6. As said earlier, the Ombud dismissed the entire complaint. The applicant now seeks leave to appeal the Ruling. However, leave is sought only in respect of the dismissal of the complaints set out in paragraphs 4.1 and 4.2 above. I will therefore restrict myself to the two. In doing so, I will be trying to establish whether or not the applicant has reasonable prospects of success before the Appeals Panel.
Regarding the Headline
The transaction was a matter of huge public interest, given the complaints often heard from communities whose tribal lands are exploited for minerals, with many of them not benefitting. In going into this kind of transaction with the council, the applicant ought to have been aware of challenges in dealing with a tribe. It brought the story onto itself. The fact that it had made the leader of the tribe its director did not help either.

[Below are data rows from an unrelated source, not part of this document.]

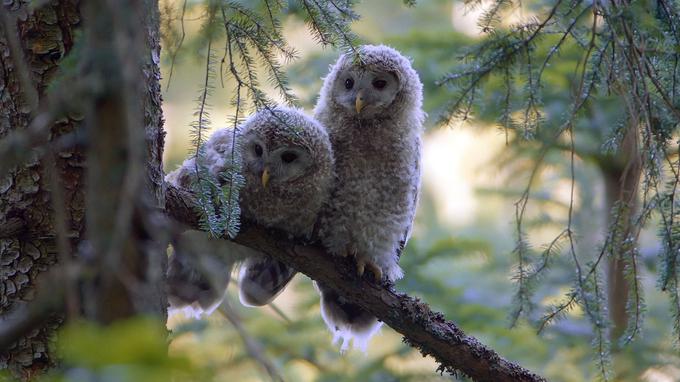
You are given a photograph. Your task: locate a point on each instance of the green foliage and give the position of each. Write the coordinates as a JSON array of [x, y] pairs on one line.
[[565, 92], [131, 350]]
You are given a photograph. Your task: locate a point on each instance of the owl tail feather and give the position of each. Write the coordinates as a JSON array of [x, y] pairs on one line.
[[347, 321], [192, 291], [261, 279]]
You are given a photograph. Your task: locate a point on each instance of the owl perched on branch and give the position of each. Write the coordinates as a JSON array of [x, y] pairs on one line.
[[287, 162], [371, 105]]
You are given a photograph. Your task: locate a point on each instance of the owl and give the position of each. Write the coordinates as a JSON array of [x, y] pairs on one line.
[[371, 105], [286, 160]]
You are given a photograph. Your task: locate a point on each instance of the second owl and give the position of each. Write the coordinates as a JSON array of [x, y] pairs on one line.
[[371, 104]]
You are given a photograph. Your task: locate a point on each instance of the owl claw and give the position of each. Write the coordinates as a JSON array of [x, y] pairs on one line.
[[363, 264]]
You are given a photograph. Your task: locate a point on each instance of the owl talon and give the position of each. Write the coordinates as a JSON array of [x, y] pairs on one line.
[[363, 264]]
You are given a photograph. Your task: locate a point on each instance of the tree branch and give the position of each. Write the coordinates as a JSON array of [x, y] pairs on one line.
[[422, 328]]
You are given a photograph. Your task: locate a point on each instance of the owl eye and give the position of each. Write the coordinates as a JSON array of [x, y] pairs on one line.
[[288, 157], [379, 84], [349, 83]]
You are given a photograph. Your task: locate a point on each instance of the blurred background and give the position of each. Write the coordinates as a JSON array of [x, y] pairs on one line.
[[459, 259]]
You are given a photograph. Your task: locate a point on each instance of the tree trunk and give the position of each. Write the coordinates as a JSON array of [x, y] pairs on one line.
[[46, 36], [118, 188], [622, 175]]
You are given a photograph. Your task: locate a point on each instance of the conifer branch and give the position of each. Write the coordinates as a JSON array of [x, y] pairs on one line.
[[422, 328]]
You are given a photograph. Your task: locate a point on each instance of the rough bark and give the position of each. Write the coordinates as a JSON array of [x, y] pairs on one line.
[[422, 328], [41, 225], [124, 162], [621, 176], [30, 249]]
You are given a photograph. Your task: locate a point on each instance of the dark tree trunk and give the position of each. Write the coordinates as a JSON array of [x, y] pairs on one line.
[[621, 175], [118, 188], [46, 36]]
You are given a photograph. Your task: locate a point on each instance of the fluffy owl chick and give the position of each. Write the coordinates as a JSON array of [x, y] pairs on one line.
[[196, 278], [288, 166], [372, 108], [286, 160]]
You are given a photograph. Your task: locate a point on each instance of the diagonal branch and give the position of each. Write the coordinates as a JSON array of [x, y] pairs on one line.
[[422, 328]]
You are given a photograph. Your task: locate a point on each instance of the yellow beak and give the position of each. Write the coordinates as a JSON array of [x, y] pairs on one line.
[[265, 177], [359, 103]]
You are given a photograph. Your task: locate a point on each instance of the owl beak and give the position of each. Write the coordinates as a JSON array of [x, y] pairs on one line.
[[359, 103], [265, 177]]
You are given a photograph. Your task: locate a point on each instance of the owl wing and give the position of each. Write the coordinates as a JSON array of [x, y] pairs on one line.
[[415, 195]]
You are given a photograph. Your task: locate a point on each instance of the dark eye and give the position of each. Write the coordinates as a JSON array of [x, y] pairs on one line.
[[349, 83], [379, 84], [288, 157]]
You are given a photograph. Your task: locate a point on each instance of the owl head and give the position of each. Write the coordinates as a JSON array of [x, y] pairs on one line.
[[280, 146], [373, 82]]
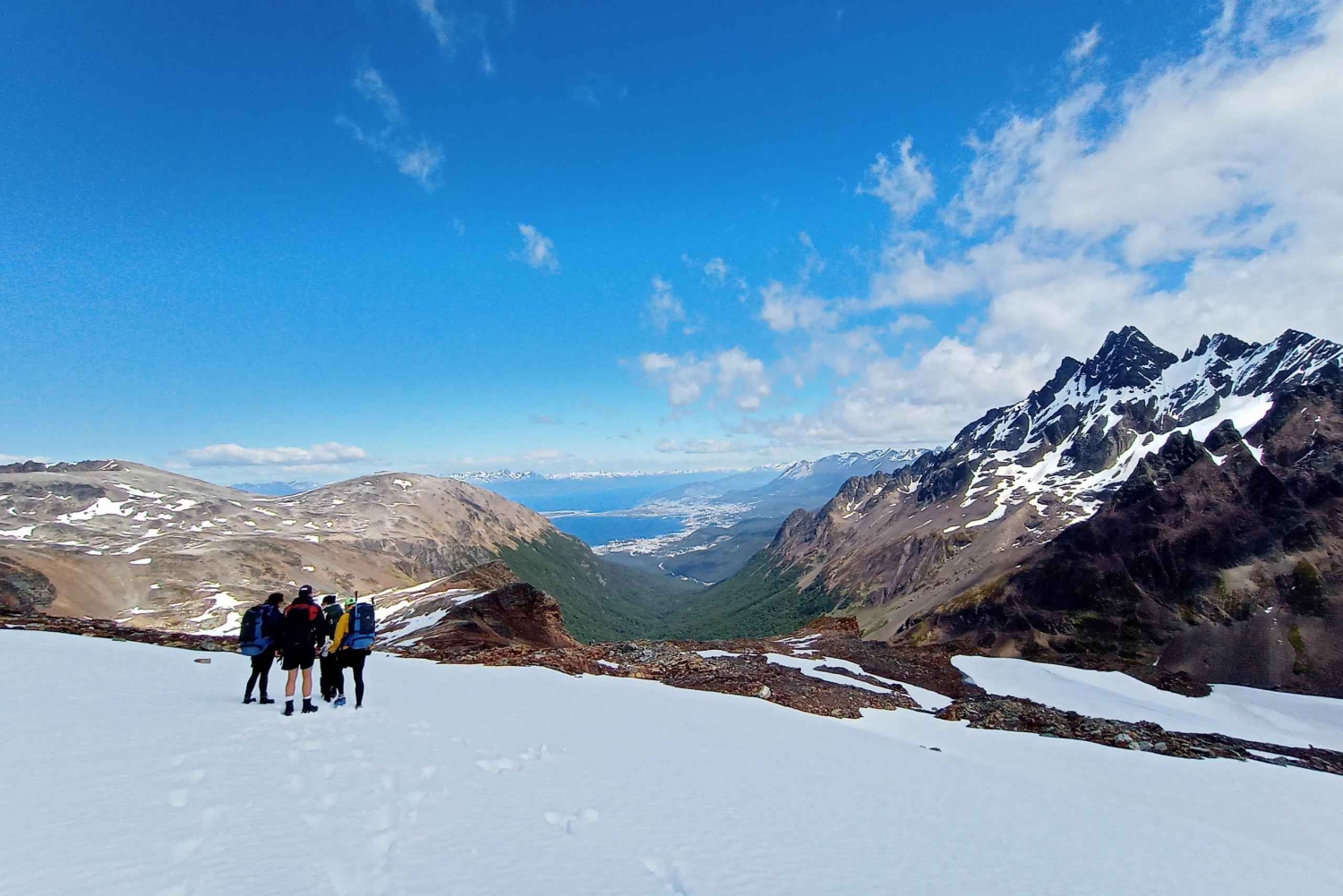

The content of the article was focused on the applicant as the beneficiary of the loan, the terms of which, and the circumstances under which it was obtained, were criticized by the commission. The headline was therefore in line with the contents of the article and thus not in violation of clause 10.1 of the Code.
Regarding Reference to the “ATM”
In its defence, the respondent said it was using a metaphor. The applicant argued that an ordinary reader would attach a literal meaning to an ATM (automated teller machine) outside a bank from which one gets one’s own money. It can safely be stated that no reasonable reader can attach such a literal meaning to what the respondent stated. They would understand the statement as conveying that it was easy for the applicant to get money from the tribal council. In fact, a literal meaning would be nonsensical: how can a tribal council be mounted into a wall outside the bank for the withdrawal of its money? The metaphor was justified because of the favourable terms of the loan, such as the fact that the date for the commencement of the repayment was not determined; secondly, at least for a certain period, there was to be no interest; thirdly the loan, running into several millions, was not secured. On the face of it, the loan did not make commercial sense. Secondly, in any case, the phrase “amounted to” which I have taken the liberty of underlining above, clearly conveys the notion of a metaphor. The applicant reads the disputed statement as if the underlined phrase does not exist at all; that would be wrong. Finally, contrary to the applicant’s reasoning, even in the case of an actual ATM, one may withdraw money which does not belong to one, but to the bank, which one would have to repay; for example, a withdrawal on an overdraft or credit card facility. The fact that the applicant would refund the money would therefore not necessarily mean that it was not using the council as an “ATM”.